This charming small chapel dedicated to the Virgin of the Carmel is situated in an area called tal-Fawwara, limits of Siggiewi, on the way towards Rabat. The name Fawwara originated from a water source of fresh water located in the area.1
Some legends are rooted to have happened in the area of tal-Fawwara, some as old as the thirteenth century. From the writings of Dun Frangisk Cilia who died on the 15th September 1864,2 a tragic account of three girls is recalled dating back to the 1270. It is mentioned that these girls were tortured and killed by the Arabs for keeping their Christian faith till their last breath. The tragedy took place at tal-Fawwara area and the bodies of the three girls were buried in an area called ‘Tal-Minkeb’.
The same Cilia recounts other deaths of martyrs in the area of tal-Fawwara, at the hand of the Arabs during the time in power of the tyrant Ali Sid.
The first church dedicated to the Virgin of the Carmel to be built in this location dated back to 1616, when the farmers of the area were facing a serious draught and lack of fresh water. A certain Glorma Ciantar made a vow to the Virgin, that she would build a small church out of her expenses if thedraught ended.
And so it happened, as soon as the water spring came back to life, Ciantar left enough money for a small church to be built as mentioned in the notary acts of Notary Pietro Paolo Vincella on the 5th March 1616. A reminder of the noble gesture of Glorma is carved on a marble tablet on the exterior of the church, “Hoc templum Beatissimae V. de monte Carmelo dicatum quod anno dni. MDCXVI aedificaverat quondam domina Hieronyma Ciantar juxta voluntatem marii et Frederici ejus patris et fratris raedieicaverat ven. Confrat. Virginis Mariae Charitatis urbis Vallettae procuratore Pasquale Bonanno MDCLXIX et procuratore Antonio Palma MDCCLXI”.
The small church was left in the hands of the Confraternity of the Virgin of Charity, a confraternity established by the Church of St Paul’s Shipwreck, in Valletta.
Also stated on the marble plaque is that in 1669 the church was rebuilt by the previously mentioned confraternity and further works took place in 1756.
The chapel which is still standing today is based on a square plan with a small dome and small belfry. The facade is adorned by a window situated above the main door. An escutcheon bearing the coat-of-arms of the Ciantar family is positioned at the upper part of the window and the emblem of the Confraternity of the Virgin of Charity is situated on the main portal.

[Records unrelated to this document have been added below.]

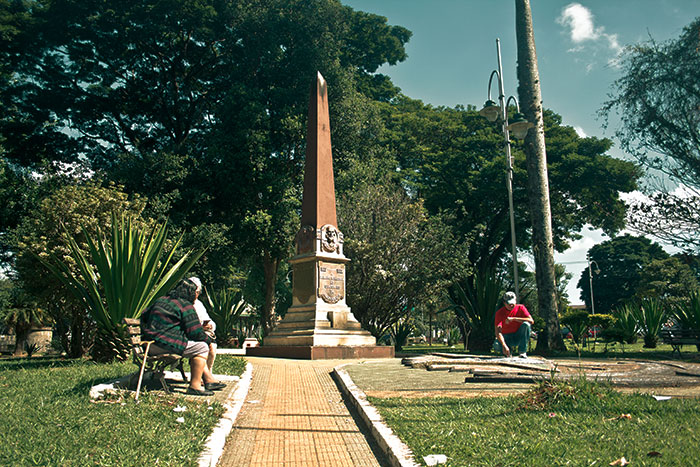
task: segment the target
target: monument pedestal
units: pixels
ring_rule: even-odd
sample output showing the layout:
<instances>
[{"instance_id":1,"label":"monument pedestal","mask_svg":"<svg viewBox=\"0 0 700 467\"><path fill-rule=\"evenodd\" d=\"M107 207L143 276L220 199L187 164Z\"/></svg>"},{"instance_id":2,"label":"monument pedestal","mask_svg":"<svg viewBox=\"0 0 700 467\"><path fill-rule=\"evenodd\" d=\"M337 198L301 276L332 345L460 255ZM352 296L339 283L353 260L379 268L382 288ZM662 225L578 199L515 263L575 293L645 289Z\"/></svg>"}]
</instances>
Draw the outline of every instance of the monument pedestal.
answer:
<instances>
[{"instance_id":1,"label":"monument pedestal","mask_svg":"<svg viewBox=\"0 0 700 467\"><path fill-rule=\"evenodd\" d=\"M337 241L324 241L324 232L329 233L326 240ZM392 358L394 348L376 345L374 336L362 329L345 303L345 264L349 260L340 253L342 234L327 225L311 241L299 241L303 236L300 233L297 241L304 253L290 260L292 306L263 345L246 349L246 355L311 360ZM316 253L316 247L322 252Z\"/></svg>"}]
</instances>

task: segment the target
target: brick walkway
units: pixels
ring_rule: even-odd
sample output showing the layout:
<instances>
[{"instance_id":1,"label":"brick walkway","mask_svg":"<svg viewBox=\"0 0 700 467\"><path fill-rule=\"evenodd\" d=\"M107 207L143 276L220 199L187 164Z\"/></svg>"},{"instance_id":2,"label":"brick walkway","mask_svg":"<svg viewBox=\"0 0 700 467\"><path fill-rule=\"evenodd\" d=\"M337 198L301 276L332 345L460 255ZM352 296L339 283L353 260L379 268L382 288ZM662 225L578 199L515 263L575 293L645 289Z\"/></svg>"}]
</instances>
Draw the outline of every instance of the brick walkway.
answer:
<instances>
[{"instance_id":1,"label":"brick walkway","mask_svg":"<svg viewBox=\"0 0 700 467\"><path fill-rule=\"evenodd\" d=\"M342 362L248 359L252 384L220 467L382 465L330 376Z\"/></svg>"}]
</instances>

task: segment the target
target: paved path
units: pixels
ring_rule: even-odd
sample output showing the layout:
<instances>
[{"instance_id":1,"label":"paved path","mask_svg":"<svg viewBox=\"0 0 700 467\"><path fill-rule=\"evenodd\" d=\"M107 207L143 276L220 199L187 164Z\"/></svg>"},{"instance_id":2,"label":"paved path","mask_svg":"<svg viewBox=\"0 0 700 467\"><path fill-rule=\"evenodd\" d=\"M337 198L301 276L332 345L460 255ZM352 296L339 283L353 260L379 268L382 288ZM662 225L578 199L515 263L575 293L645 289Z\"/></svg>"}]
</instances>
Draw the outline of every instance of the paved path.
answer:
<instances>
[{"instance_id":1,"label":"paved path","mask_svg":"<svg viewBox=\"0 0 700 467\"><path fill-rule=\"evenodd\" d=\"M253 380L220 467L382 465L330 376L343 362L248 360Z\"/></svg>"}]
</instances>

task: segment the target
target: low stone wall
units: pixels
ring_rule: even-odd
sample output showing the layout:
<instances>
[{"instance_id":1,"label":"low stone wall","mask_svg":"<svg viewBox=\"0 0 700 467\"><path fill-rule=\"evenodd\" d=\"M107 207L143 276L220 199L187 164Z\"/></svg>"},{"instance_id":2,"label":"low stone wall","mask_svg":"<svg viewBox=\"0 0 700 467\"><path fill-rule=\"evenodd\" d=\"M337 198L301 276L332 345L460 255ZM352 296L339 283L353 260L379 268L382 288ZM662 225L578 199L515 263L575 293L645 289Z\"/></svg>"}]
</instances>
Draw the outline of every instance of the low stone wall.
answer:
<instances>
[{"instance_id":1,"label":"low stone wall","mask_svg":"<svg viewBox=\"0 0 700 467\"><path fill-rule=\"evenodd\" d=\"M0 353L12 353L15 351L15 336L0 335Z\"/></svg>"},{"instance_id":2,"label":"low stone wall","mask_svg":"<svg viewBox=\"0 0 700 467\"><path fill-rule=\"evenodd\" d=\"M45 354L46 352L51 350L52 338L53 329L50 327L30 329L29 334L27 334L27 345L36 344L36 354Z\"/></svg>"}]
</instances>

The focal point of the interior decoration is the main altar. The background is painted such as to resemble marble. The emblem of the confraternity is present again and a plaque is showing: Regina decor Carmeli which means Queen and beauty of the Carmel.
Author: Melanie Farrugia
1All the information is based on the article published in http://www.kappellimaltin.com/html/tal-karmnu.html
2The writings of Dun Frangisk Cilia are found at the Mdina Archives.
The titular painting of this chapel represents Our Lady of Carmel holding her Infant, and clutching the brown scapular, which is the iconography typically used to represent such a subject. St Jerome is at the right hand side of the Holy Mother and Child, while St Catherine of Alexandria is on Their left. A number of brothers are occupying the lower centre of the composition.
The painting is dated 1647 along with the coat-of-arms of the Ciantar family and the initials ‘G. C.’, denoting Glorma Ciantar. The painter who executed this work is still unknown. Both the Virgin and her son are crowned and the Virgin is adorned with a stellarium.
In the sacristy, there is a number of silver ex-voto items showing a great devotion towards our Lady of the Carmel.